This Is One of the Dumbest Things in the History of the American Presidency

Photo credit: Noam Galai - Getty Images
Photo credit: Noam Galai - Getty Images

From Esquire

It's not exactly news that the president doesn't read. This is an indictment of the country, and of the news media that covers him—which, despite all the yelling about Media Bias, actually cuts this guy a ton of slack. Because he is the president, a lot of people pretend he might actually have a clue what's going on. Reporters should just start asking him basic factual questions about the matter at hand. "What is contact tracing?" He would have no idea. Right now, we're continually asking him which road he's taking when he's never seen the map. He doesn't read anything, including his briefing reports. The New Yorker documented the process of trying to deliver information to The Leader of the Free World back in 2017. It wasn't a pretty picture—but apparently, it required lots of pictures.

We know this, and yet nobody seems to care he gets all his information from the brain-melting hellscape of cable news—and, according to The New York Times, from Gary Player. Allow us to introduce a paragraph—the one in the middle below—that may well document one of the dumbest things in the history of the American presidency.

Mr. Trump, who has mounted a yearslong attack on the intelligence agencies, is particularly difficult to brief on critical national security matters, according to interviews with 10 current and former intelligence officials familiar with his intelligence briefings.

The president veers off on tangents and getting him back on topic is difficult, they said. He has a short attention span and rarely, if ever, reads intelligence reports, relying instead on conservative media and his friends for information. He is unashamed to interrupt intelligence officers and riff based on tips or gossip he hears from the former casino magnate Steve Wynn, the retired golfer Gary Player or Christopher Ruddy, the conservative media executive.

Mr. Trump rarely absorbs information that he disagrees with or that runs counter to his worldview, the officials said. Briefing him has been so great a challenge compared with his predecessors that the intelligence agencies have hired outside consultants to study how better to present information to him.

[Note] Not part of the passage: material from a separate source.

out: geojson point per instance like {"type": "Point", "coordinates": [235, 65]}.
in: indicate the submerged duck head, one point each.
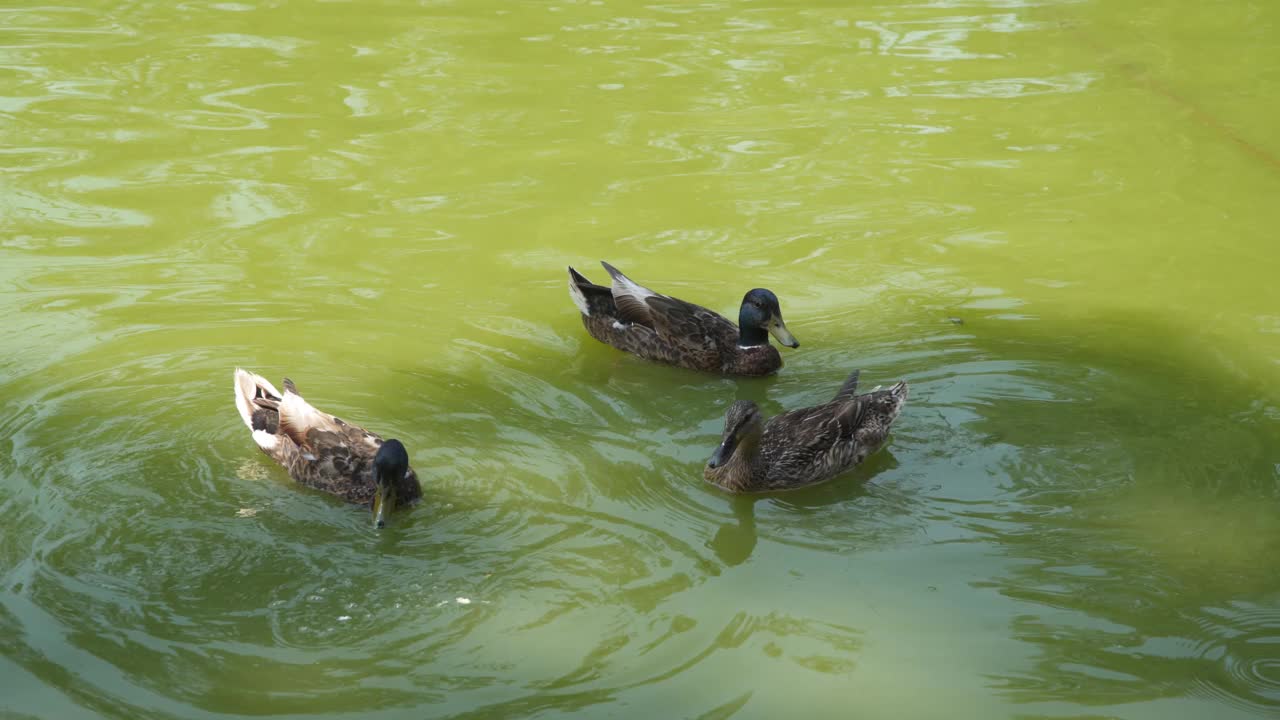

How is this acceptable? We've got some of the country's best and brightest tiptoeing around the nation's chief executive, trying not to piss him off with inconvenient reality while simultaneously holding his quantum attention. (The ability to accept bad news ought to be one of the minimum requirements to be the president. You should be able to hear negative information without throwing a tantrum, maybe.) Briefing the current president on critical national security matters is apparently like my parents trying to ask 14-year-old me what happened at school while I was watching MTV. Except I wasn't the goddamned President of the United States. We had standards back then, and one of them was that the president had to read things. Really setting the bar high in the '90s.

Also, I'd actually gone to school. We hired this guy to do a job, and during the one or two hours a day he actually does it, he does it terribly. He doesn't do the reading, and we expect him to produce a book report? He doesn't know what's going on. How much death and economic damage could we have avoided during this cataclysm if the president read his briefing reports in January and February? If he was not constantly bringing up what Sean Hannity said last night while people were trying to talk to him? If he did not treat anyone who says nice things about him as a comparable or better source than people who actually know what's going on in the world? How many of the 93,000 Americans now dead would still be alive if the president did his job?

This is a results business. He should be fired.